I’m not a huge analyst of numbers. I think it’s important to keep perspective and keep making things rather than measuring every reaction to every post or release you make. Stepping back and looking at the overall response will tell you more than over-analyzing every transaction.
That said, I think it’s really helpful at the end of the year to look at what you made and how it performed. Hopefully, it gives you perspective as an artist and creative person. Even if the stuff you made isn’t making you rich, it can be reassuring to look at it and think, “Look at all the stuff I made!” It lets you know you are creative no matter what the reaction of the public.
How to do it
Every service you use to promote your music is going to give you some statistics to judge it by. Don’t get too caught up in the details of “on what day did which song get played the most?” Those rabbit holes will cause you to obsess over the wrong things. What we want for year end reflection are the trends, the overall numbers, the lessons.
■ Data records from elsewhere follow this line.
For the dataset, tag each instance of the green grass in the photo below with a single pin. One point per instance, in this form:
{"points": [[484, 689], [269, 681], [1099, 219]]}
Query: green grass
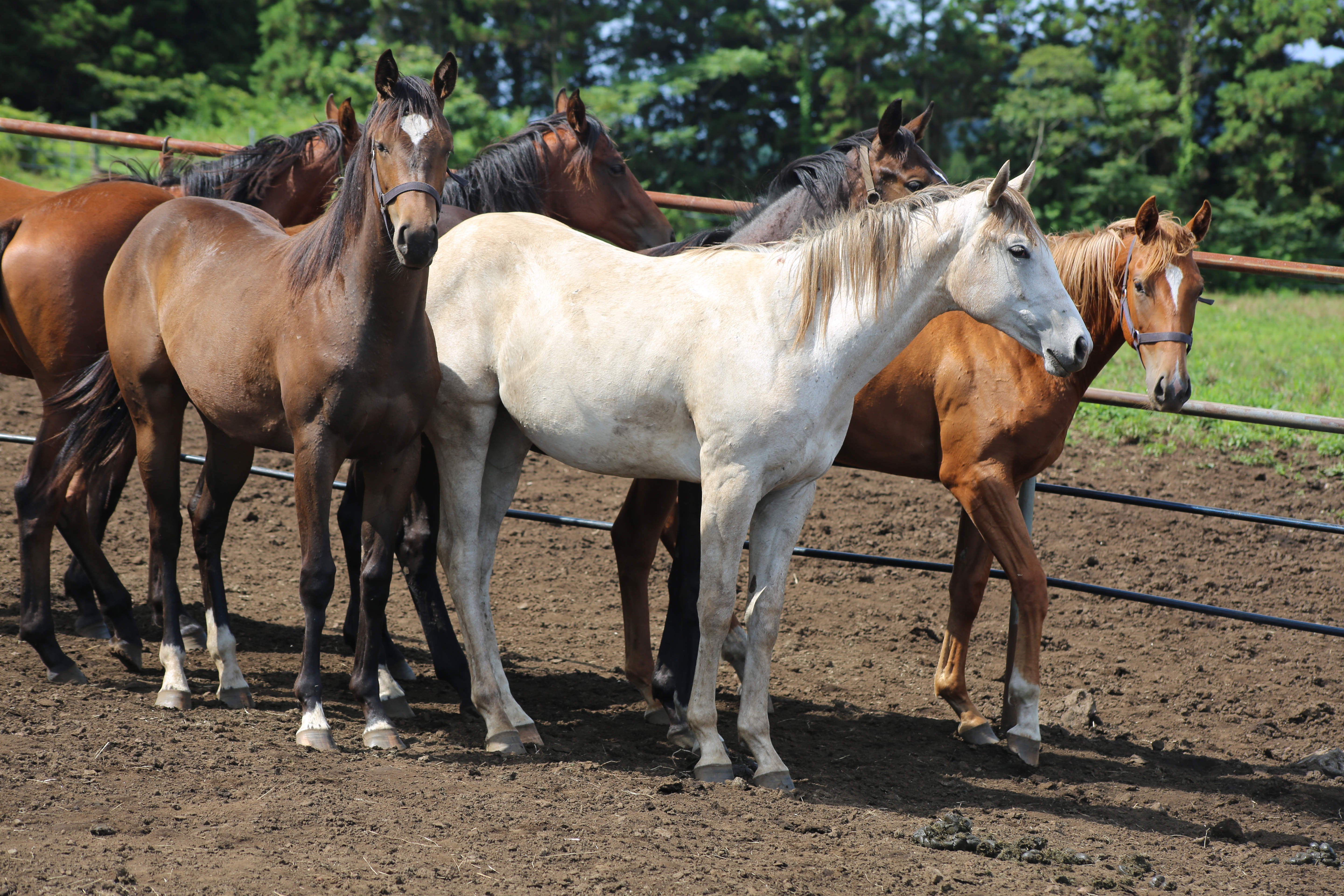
{"points": [[1280, 350]]}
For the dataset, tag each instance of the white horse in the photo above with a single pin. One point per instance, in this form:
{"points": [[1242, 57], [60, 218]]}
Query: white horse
{"points": [[734, 367]]}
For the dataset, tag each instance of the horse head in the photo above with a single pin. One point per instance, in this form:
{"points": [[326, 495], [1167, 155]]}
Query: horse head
{"points": [[1162, 287], [589, 185]]}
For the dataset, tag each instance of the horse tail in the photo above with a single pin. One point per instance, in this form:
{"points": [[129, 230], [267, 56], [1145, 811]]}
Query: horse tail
{"points": [[101, 426]]}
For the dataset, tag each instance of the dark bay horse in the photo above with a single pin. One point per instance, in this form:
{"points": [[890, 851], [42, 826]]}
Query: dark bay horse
{"points": [[566, 167], [967, 409], [54, 259], [327, 354]]}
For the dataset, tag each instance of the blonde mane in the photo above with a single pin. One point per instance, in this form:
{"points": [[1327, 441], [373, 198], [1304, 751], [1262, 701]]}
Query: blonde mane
{"points": [[1089, 268]]}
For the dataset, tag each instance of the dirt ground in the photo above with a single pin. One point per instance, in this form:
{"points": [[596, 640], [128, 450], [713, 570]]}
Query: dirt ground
{"points": [[1198, 719]]}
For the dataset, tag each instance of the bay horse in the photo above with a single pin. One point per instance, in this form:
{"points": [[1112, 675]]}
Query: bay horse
{"points": [[730, 366], [54, 259], [968, 408], [327, 354], [565, 167]]}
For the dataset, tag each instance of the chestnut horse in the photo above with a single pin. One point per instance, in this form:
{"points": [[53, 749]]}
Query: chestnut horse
{"points": [[565, 167], [966, 406], [54, 259], [329, 354]]}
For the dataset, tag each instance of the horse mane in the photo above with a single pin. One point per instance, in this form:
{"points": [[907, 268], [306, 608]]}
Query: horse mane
{"points": [[509, 175], [1088, 262], [316, 252]]}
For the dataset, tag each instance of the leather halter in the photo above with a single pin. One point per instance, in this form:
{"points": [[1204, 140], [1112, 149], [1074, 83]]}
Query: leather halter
{"points": [[1147, 339], [410, 186]]}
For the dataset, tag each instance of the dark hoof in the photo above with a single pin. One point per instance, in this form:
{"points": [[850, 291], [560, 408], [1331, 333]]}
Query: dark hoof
{"points": [[93, 628], [401, 671], [714, 774], [72, 676], [506, 742], [132, 656], [193, 636], [982, 734], [775, 781], [1026, 749], [315, 739], [384, 739]]}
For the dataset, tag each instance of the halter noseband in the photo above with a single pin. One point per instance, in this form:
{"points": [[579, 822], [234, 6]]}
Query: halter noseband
{"points": [[410, 186], [1147, 339]]}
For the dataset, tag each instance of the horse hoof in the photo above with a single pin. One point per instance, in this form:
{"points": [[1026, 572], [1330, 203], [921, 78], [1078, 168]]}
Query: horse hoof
{"points": [[775, 781], [315, 739], [1026, 749], [982, 734], [384, 739], [132, 656], [72, 676], [93, 628], [714, 774], [402, 671], [506, 742], [398, 708]]}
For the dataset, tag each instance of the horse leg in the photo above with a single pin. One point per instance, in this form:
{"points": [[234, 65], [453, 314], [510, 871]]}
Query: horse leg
{"points": [[228, 467], [416, 551], [775, 530], [466, 448], [992, 503], [315, 467], [390, 481], [635, 541], [970, 574]]}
I suggest looking at some milestones and thinking about how they did for you. After that comes the hard part: write it down. I mean, obviously I’m going to say that. I’m an obsessive writer-downer. But I think it’s really helpful to offload your feelings about this stuff. Making things is a lonely business and it can be discouraging to sit in silence and reflect on the things you poured your heart into which weren’t received as you had hoped. Writing it down takes it out of your head and heart. It puts it in some kind of concrete terms that you can come back to later (next year, you know?).
If you’re in a band, it can be a great exercise to do this as a group. Casual like. Don’t have some formal meeting that turns into a critique. Just go get coffee or beers and take a notepad in which to jot your thoughts down.
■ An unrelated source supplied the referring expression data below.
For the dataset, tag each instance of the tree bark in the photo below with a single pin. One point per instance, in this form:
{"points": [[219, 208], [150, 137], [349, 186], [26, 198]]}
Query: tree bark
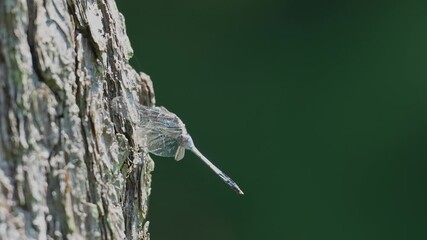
{"points": [[68, 168]]}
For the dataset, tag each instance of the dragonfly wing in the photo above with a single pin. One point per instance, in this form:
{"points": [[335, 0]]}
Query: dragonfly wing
{"points": [[161, 144], [180, 153]]}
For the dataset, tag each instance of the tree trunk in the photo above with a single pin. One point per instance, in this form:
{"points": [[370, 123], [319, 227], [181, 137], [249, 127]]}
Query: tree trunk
{"points": [[68, 169]]}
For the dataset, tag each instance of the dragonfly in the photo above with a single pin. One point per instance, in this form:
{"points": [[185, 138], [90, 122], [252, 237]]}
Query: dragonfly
{"points": [[164, 134]]}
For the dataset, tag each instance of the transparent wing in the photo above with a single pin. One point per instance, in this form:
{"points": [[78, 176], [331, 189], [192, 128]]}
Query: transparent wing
{"points": [[161, 144], [160, 129]]}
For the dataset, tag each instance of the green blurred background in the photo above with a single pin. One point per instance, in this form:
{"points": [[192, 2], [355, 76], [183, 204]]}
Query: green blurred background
{"points": [[316, 108]]}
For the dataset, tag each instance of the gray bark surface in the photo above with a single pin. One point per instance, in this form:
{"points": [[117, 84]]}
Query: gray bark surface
{"points": [[68, 168]]}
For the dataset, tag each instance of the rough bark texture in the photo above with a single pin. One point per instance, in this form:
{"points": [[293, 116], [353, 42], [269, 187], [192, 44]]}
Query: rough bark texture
{"points": [[68, 170]]}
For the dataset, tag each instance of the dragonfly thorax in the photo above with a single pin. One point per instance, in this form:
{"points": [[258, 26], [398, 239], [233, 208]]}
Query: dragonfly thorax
{"points": [[186, 141]]}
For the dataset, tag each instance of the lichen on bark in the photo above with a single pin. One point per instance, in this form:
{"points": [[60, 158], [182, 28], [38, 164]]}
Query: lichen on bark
{"points": [[67, 169]]}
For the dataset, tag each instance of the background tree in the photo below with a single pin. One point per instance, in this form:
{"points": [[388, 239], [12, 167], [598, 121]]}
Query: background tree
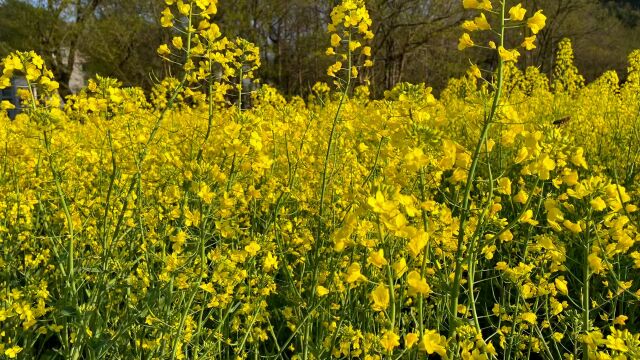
{"points": [[415, 40]]}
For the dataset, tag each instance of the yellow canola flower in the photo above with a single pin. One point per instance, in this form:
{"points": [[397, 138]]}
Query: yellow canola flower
{"points": [[167, 18], [163, 50], [469, 25], [537, 22], [417, 243], [390, 340], [270, 262], [354, 275], [410, 339], [516, 13], [504, 186], [528, 43], [321, 290], [335, 40], [380, 298], [598, 204], [252, 249], [177, 42], [561, 285], [417, 285], [508, 55], [432, 342], [376, 258], [573, 227], [529, 317], [482, 23], [465, 42]]}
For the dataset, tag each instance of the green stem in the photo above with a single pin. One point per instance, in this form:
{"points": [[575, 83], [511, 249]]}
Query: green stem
{"points": [[464, 216]]}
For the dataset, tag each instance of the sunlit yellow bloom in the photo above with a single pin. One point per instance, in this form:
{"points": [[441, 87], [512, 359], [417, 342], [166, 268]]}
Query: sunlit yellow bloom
{"points": [[465, 41], [516, 13], [482, 23], [432, 342], [380, 297], [376, 258], [390, 340], [528, 42], [508, 55], [537, 22]]}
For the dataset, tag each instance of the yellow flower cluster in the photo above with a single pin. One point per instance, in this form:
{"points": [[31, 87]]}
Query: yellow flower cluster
{"points": [[515, 19], [178, 226], [349, 31]]}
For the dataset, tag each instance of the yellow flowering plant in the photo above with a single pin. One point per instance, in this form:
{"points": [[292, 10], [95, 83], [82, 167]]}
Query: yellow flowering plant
{"points": [[498, 219]]}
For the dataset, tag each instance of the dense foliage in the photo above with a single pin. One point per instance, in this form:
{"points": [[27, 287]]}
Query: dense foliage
{"points": [[498, 220]]}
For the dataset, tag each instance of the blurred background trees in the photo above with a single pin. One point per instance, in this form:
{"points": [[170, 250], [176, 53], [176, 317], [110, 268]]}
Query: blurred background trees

Here are some things to look at:
- What song was played the most? What song was downloaded most? What song sold the most? Why do you think they’re different?
- What video got the most views? How was it made? How did you share it?
- What show of yours was most highly attended? Why do you think that was? Did you get the asses out or did another band on the bill? How’d you promote it?
- What promotion worked really well? Why do you think that was? Did you get picked up, retweeted, posted somewhere by someone else that really helped? Or maybe you got some great press that didn’t do anything for you. What does that tell you?
What it tells you
Looking at the trends over the year can tell you where to put your effort in the future. If you’re spending a lot of money to list every song of yours on iTunes but only a few are really performing well there, then you can choose better what to list everywhere and what to provide as free downloads on your website. If you poured a lot of money and time into promoting a particular show and no one came, you can think about how to maximize the word-of-mouth effort next time so you’re not overdoing it. If you see that your homemade video got more views than your highly-produced one, you can spend more time making similar ones.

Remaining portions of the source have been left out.